Teaching Profile

Excellence at TU Darmstadt

High quality teaching

In its Principles of Study and Teaching, TU Darmstadt underscores the significance of academic excellence and personality orientation, its culture of openness and the ‘studyability’ of its courses. It regularly honours good teaching with generously endowed awards (Athene Award for Good Teaching, E-Teaching Award).

Digital Media in Teaching

TU Darmstadt is one of the group of German universities that makes comprehensive and exemplary use of digital media in teaching (e-learning at TU Darmstadt).

Quality Assurance and Development

Teaching at TU Darmstadt is subject to a comprehensive internal and external quality assurance and development programme, ranging from the introduction of new courses and their operation to their overall evaluation and continuous development. All courses have been externally accredited.

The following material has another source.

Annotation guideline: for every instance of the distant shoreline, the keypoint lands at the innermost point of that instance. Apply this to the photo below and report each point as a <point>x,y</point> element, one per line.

Project Weeks for First Time Engineering Students

TU Darmstadt has a pioneering programme to introduce engineering students to typical engineering activities in project teams by presenting them with demanding tasks from the very first semester. This gives students authentic experience of the diversity of later careers.

Competence development by interdisciplinary networking
Competence development by interdisciplinary networking

Interdisciplinary Study Projects

This successful approach is becoming routine practice at TU Darmstadt: on all Bachelor’s courses, students from various specialist cultures form teams to work on a complex set of tasks for one week at a time. They learn about the methodology of their own field as well as the profiles of other disciplines, take responsibility and train their communication and team skills.

The project is a basic component of the concept of “Competence Development by ab initio Interdisciplinary Networking” (KIVA), which earned TU Darmstadt a project award in the 2011 nationwide competition, “Quality in Teaching Pact”. The concept aims to intensify interdisciplinary networking in teaching, to increase student commitment from the beginning of their university careers, and, in the long run, to encourage more young people to study the MINT disciplines (Mathematics, Information Technology, Natural Sciences, Technology).